We would view all three outcomes as confirming a benefit for the use of pre-implantation biopsy analysis. Outcome (iii) above, while positive, would likely lead to a re-evaluation of acceptance patterns for deceased donor kidney offers in the different UK kidney transplant centres, because it would possibly suggest that there is scope to further increase transplant numbers safely.

11.5.2 Other Analyses

Biopsy related complications will be tabulated overall and by treatment arm. For each of the 4 subgroup analysis, the primary outcome will be replicated for each subgroup separately. Although access to the urgent pathology service is immediate and is preceded by formal education, it is still possible that the response (change in behaviour towards older donors) may be more gradual. To monitor for this effect, a sensitivity analysis will be conducted which will exclude the first four weeks following crossover to the intervention arm, and replicate the primary outcomes, to observe whether this significantly alters our conclusions. This will coincide with further review with each centre in the second month after crossover; this review will present and discuss that centre’s response to offers and biopsy utilisation for the first four weeks after gaining access to the Histopathology Service.

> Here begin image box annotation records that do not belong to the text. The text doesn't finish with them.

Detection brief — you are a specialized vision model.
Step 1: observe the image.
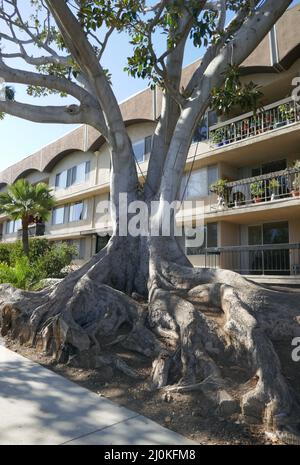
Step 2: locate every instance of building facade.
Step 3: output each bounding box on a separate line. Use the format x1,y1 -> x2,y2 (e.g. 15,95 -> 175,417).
0,6 -> 300,282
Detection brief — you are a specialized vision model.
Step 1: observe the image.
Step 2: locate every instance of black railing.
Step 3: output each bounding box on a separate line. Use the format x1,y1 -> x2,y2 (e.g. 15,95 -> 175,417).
210,168 -> 300,210
187,244 -> 300,275
18,223 -> 46,237
209,98 -> 300,147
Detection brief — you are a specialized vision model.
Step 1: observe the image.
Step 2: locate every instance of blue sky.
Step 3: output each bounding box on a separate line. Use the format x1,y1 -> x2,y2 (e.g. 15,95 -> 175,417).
0,0 -> 300,171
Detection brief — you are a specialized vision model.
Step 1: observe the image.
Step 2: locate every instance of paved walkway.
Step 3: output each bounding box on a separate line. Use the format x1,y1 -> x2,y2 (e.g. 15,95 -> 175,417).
0,342 -> 195,445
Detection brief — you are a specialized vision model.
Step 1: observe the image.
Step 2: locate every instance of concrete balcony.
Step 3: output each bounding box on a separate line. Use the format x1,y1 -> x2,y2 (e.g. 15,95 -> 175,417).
187,243 -> 300,282
17,223 -> 45,239
209,98 -> 300,148
206,168 -> 300,222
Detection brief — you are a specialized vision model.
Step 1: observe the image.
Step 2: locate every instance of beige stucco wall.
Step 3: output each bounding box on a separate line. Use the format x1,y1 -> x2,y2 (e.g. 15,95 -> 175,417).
49,151 -> 97,196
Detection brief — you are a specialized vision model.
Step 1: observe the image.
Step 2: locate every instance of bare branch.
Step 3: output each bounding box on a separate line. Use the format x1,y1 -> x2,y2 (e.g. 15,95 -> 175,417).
0,101 -> 96,124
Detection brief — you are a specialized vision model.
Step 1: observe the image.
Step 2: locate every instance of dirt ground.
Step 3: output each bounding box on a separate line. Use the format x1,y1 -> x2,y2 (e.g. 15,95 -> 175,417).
5,332 -> 290,445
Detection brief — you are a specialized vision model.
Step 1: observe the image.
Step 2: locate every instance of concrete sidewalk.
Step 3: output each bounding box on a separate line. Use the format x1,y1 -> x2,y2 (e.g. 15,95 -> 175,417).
0,345 -> 195,445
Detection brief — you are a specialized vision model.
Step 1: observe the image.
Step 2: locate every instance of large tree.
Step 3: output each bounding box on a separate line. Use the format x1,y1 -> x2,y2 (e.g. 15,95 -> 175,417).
0,179 -> 55,256
0,0 -> 299,436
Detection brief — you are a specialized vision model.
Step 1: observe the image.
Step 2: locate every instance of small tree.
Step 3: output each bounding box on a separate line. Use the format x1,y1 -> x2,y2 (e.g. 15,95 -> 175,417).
0,179 -> 55,256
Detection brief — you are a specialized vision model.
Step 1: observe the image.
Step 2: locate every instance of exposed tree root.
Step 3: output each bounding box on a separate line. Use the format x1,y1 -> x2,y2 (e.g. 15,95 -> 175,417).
0,241 -> 300,434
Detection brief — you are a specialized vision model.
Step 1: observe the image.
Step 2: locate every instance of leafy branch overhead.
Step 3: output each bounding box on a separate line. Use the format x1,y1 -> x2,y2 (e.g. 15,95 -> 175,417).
0,0 -> 276,115
211,65 -> 263,114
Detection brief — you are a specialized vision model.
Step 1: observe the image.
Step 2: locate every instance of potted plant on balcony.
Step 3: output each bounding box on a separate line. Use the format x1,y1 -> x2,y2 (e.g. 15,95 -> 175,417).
269,178 -> 280,201
211,129 -> 224,147
275,103 -> 295,128
292,160 -> 300,197
250,181 -> 264,203
209,179 -> 228,206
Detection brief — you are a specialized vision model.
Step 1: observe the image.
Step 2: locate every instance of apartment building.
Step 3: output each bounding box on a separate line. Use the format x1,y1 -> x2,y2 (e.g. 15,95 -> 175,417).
0,6 -> 300,283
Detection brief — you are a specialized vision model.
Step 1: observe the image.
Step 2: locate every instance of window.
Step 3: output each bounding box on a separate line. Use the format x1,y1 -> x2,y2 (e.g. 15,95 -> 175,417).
145,136 -> 153,158
52,207 -> 65,224
66,239 -> 85,260
5,221 -> 15,234
186,223 -> 218,255
15,220 -> 22,232
55,171 -> 68,189
55,161 -> 91,189
179,165 -> 218,200
5,220 -> 22,234
192,111 -> 217,143
69,202 -> 86,222
132,139 -> 145,163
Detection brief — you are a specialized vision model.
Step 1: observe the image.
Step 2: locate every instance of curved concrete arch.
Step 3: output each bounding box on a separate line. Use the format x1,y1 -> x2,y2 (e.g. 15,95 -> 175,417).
87,118 -> 155,152
12,168 -> 43,183
43,148 -> 85,173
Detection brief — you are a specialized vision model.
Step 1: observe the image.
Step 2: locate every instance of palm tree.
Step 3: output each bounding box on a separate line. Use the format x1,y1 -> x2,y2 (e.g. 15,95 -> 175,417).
0,179 -> 55,256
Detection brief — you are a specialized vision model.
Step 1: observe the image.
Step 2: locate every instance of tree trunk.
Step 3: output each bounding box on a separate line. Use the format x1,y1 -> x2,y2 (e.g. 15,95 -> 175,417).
0,230 -> 300,440
22,219 -> 29,257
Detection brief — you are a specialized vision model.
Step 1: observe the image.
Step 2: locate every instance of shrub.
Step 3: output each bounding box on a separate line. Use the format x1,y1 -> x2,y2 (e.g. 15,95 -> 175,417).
0,243 -> 16,265
0,257 -> 43,289
0,238 -> 76,289
36,244 -> 76,278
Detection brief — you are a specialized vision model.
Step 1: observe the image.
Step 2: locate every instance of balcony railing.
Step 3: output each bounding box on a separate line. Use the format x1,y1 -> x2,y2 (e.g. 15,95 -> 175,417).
209,98 -> 300,147
187,244 -> 300,276
18,223 -> 46,237
210,168 -> 300,211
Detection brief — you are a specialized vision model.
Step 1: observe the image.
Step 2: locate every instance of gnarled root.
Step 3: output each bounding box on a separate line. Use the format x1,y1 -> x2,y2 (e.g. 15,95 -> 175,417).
0,237 -> 300,436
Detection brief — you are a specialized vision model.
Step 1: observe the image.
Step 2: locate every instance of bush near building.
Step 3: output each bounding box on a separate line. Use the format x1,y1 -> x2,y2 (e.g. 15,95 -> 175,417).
0,239 -> 76,289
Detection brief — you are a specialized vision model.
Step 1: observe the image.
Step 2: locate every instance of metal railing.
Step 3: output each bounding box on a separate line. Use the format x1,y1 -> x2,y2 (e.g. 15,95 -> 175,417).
187,244 -> 300,276
209,98 -> 300,147
17,223 -> 46,237
210,168 -> 300,210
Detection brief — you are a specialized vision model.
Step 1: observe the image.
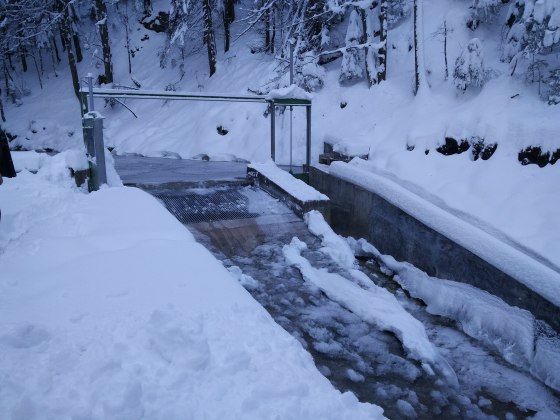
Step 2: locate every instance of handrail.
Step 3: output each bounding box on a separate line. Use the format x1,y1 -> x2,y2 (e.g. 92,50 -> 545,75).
80,88 -> 311,106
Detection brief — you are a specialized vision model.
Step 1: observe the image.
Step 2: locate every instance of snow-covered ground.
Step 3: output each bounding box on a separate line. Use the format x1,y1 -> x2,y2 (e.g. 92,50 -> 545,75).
0,152 -> 382,420
4,0 -> 560,276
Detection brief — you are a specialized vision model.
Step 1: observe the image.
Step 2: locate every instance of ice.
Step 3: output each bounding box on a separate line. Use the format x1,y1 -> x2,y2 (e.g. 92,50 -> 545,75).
283,238 -> 457,385
247,161 -> 329,203
346,369 -> 365,382
228,265 -> 259,290
330,158 -> 560,305
397,400 -> 416,419
348,238 -> 560,390
304,210 -> 356,269
0,159 -> 382,420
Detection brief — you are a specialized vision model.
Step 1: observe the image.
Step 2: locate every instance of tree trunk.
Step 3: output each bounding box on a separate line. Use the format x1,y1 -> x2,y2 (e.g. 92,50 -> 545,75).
377,0 -> 389,82
19,47 -> 27,73
355,7 -> 377,87
144,0 -> 152,16
270,9 -> 276,54
223,0 -> 235,52
264,10 -> 270,52
443,20 -> 449,80
51,36 -> 60,65
95,0 -> 113,83
203,0 -> 216,77
31,55 -> 43,89
60,17 -> 80,99
70,25 -> 84,63
0,89 -> 6,122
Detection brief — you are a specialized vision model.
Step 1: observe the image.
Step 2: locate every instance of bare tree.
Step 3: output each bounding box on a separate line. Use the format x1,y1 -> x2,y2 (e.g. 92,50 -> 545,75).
95,0 -> 113,83
202,0 -> 216,77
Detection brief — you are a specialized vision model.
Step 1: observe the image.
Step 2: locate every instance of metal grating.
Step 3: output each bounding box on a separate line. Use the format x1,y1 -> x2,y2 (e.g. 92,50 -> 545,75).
154,189 -> 258,224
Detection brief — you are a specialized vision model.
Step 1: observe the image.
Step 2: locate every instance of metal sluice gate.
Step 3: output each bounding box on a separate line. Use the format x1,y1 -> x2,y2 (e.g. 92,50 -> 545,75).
152,187 -> 259,224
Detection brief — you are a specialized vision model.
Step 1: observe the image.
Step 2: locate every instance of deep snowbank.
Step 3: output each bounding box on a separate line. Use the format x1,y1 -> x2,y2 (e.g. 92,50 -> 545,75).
330,159 -> 560,305
348,238 -> 560,391
0,156 -> 381,419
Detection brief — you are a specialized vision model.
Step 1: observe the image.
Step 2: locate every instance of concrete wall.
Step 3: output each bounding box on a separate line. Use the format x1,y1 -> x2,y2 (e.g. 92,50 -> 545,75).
310,168 -> 560,332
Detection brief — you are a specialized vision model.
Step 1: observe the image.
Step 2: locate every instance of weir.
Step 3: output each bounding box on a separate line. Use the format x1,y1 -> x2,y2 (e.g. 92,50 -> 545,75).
115,156 -> 560,419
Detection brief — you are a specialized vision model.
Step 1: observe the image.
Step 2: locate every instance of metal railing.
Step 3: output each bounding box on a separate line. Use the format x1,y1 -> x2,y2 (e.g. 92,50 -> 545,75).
80,75 -> 311,189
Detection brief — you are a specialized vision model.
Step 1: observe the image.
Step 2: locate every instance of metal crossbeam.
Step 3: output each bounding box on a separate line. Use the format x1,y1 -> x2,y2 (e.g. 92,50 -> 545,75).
80,83 -> 311,173
80,88 -> 311,106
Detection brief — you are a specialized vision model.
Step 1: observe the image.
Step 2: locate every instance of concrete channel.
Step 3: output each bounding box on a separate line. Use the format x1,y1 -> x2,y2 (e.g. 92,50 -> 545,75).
116,156 -> 560,419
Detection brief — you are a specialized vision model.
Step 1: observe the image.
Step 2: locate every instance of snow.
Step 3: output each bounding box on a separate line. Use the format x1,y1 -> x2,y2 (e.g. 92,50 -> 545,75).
348,238 -> 560,390
283,211 -> 457,385
247,160 -> 329,203
3,0 -> 560,280
0,154 -> 382,419
330,158 -> 560,305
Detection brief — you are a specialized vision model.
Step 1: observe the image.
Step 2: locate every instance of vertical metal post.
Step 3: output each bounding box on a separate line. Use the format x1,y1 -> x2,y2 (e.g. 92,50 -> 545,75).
305,104 -> 311,173
289,38 -> 296,173
82,112 -> 107,191
86,73 -> 95,112
270,100 -> 276,162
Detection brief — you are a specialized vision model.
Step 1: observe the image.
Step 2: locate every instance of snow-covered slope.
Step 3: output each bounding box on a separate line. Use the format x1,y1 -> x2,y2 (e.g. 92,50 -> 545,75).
5,0 -> 560,266
0,152 -> 382,420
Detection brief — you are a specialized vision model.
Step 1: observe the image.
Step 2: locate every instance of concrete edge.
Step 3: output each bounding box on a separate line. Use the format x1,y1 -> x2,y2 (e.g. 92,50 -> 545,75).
247,167 -> 330,223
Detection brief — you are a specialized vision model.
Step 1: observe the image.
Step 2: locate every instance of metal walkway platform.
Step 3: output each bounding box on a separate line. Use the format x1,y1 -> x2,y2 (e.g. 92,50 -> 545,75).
114,155 -> 247,185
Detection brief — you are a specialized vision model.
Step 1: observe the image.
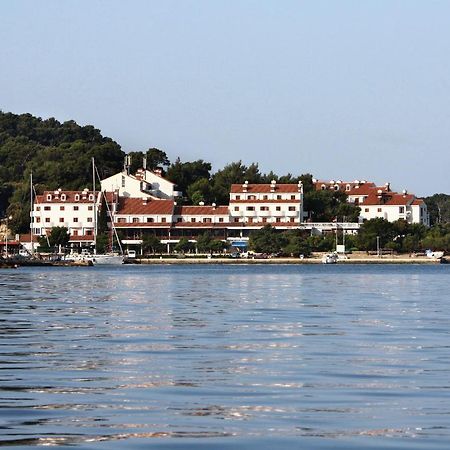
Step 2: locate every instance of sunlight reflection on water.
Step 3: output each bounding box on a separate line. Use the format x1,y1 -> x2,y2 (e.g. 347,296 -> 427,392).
0,266 -> 450,450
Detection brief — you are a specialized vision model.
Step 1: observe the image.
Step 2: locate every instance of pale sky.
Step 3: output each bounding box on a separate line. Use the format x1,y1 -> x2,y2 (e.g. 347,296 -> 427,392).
0,0 -> 450,196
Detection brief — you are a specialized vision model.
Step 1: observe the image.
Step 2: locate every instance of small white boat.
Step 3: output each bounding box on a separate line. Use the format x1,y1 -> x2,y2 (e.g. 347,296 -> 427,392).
322,253 -> 338,264
92,254 -> 124,266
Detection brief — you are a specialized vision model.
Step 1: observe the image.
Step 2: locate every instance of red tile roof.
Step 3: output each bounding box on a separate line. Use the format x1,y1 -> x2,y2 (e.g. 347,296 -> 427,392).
231,183 -> 298,194
36,190 -> 98,203
345,183 -> 388,196
116,197 -> 174,215
175,206 -> 228,216
361,191 -> 415,206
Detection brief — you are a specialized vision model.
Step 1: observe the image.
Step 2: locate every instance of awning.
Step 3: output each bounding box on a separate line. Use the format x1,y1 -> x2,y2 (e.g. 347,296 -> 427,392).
231,241 -> 248,248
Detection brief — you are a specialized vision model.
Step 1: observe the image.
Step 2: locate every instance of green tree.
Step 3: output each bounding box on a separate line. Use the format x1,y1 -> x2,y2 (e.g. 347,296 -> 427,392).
146,148 -> 170,170
249,224 -> 286,253
358,218 -> 396,250
166,158 -> 211,195
283,230 -> 311,256
48,227 -> 70,247
174,237 -> 195,253
142,234 -> 165,255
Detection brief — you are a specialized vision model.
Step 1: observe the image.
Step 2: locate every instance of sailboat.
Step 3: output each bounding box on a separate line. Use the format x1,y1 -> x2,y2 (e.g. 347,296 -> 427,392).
89,158 -> 125,265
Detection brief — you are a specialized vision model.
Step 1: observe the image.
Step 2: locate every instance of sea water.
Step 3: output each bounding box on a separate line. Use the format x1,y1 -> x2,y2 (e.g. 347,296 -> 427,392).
0,264 -> 450,450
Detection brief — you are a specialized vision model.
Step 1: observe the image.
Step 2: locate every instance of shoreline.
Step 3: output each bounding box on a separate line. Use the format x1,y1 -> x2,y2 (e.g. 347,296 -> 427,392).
126,256 -> 440,265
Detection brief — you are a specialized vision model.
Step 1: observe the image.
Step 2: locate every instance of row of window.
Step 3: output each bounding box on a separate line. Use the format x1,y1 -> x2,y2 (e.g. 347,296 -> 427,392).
34,217 -> 92,223
234,194 -> 296,200
364,206 -> 405,214
36,205 -> 94,211
47,194 -> 94,202
234,206 -> 297,211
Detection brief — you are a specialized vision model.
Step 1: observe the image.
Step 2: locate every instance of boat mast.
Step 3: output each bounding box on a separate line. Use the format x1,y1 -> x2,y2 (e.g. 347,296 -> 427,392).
92,157 -> 97,253
30,170 -> 34,256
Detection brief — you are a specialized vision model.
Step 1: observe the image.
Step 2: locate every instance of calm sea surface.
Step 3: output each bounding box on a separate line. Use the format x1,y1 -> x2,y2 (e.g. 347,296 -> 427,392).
0,265 -> 450,450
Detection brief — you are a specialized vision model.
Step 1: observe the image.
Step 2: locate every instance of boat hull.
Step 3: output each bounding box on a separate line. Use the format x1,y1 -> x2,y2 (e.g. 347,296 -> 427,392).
92,255 -> 124,266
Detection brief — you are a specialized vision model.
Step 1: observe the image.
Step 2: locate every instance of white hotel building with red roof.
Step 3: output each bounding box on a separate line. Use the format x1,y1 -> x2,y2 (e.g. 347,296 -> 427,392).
313,180 -> 430,226
31,169 -> 428,253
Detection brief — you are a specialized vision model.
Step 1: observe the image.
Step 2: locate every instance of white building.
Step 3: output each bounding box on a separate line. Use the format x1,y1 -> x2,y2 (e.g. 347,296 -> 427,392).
358,189 -> 430,226
31,189 -> 100,248
229,181 -> 303,227
101,169 -> 181,200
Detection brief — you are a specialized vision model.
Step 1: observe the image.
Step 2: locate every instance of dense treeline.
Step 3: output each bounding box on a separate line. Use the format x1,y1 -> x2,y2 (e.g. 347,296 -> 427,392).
0,111 -> 450,246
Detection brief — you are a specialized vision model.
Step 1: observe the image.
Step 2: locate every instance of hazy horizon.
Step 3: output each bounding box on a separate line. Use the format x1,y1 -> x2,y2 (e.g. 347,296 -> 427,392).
0,0 -> 450,196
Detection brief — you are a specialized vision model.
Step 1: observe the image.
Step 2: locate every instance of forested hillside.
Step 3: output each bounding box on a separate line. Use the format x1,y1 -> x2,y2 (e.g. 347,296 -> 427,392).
0,112 -> 124,232
0,111 -> 444,236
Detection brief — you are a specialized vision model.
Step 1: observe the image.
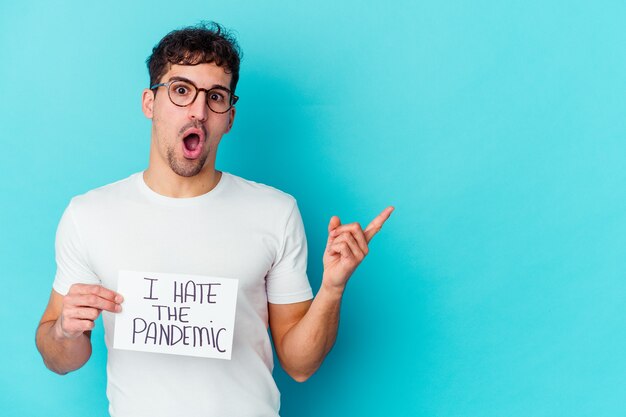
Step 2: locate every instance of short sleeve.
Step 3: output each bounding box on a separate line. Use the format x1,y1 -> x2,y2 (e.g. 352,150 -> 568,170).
266,200 -> 313,304
52,203 -> 101,295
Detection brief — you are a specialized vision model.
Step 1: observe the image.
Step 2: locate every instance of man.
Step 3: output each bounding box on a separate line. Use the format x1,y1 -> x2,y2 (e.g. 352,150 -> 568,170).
37,24 -> 393,417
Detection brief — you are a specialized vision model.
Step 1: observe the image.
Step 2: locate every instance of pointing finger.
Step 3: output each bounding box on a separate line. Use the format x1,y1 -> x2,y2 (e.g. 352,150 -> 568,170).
365,206 -> 394,243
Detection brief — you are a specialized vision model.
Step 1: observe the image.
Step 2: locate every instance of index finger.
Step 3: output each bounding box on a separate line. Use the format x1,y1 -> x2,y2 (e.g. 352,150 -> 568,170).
70,284 -> 124,304
364,206 -> 394,243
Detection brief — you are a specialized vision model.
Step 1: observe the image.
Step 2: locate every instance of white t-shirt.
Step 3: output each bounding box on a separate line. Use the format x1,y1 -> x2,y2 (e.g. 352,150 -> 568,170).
53,173 -> 313,417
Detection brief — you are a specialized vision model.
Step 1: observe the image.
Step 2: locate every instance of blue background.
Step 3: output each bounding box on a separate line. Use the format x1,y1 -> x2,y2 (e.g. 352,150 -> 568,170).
0,0 -> 626,417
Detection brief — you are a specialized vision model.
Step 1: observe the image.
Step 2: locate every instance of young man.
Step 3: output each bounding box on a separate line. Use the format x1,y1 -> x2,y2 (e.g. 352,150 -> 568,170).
37,24 -> 393,417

11.5.3 Health Economic Analysis

A within-trial and decision model-based economic evaluation will be conducted from the perspective of the NHS comparing the national histopathology service versus treatment as usual (no biopsy service). The within trial analysis will estimate the cost of the histopathology service including capital investment (e.g. scanners), training for centres, staffing and transportation costs per centre, and cost of patient NHS contacts (e.g. dialysis, transplant surgery, or secondary care contact). Cost data will be extracted from trial records and the UKTR, held by NHSBT. The outcome will be the number of patients with a functioning transplant per centre at 12 months. The analysis will therefore report the incremental cost per incremental functioning kidney at 12 months.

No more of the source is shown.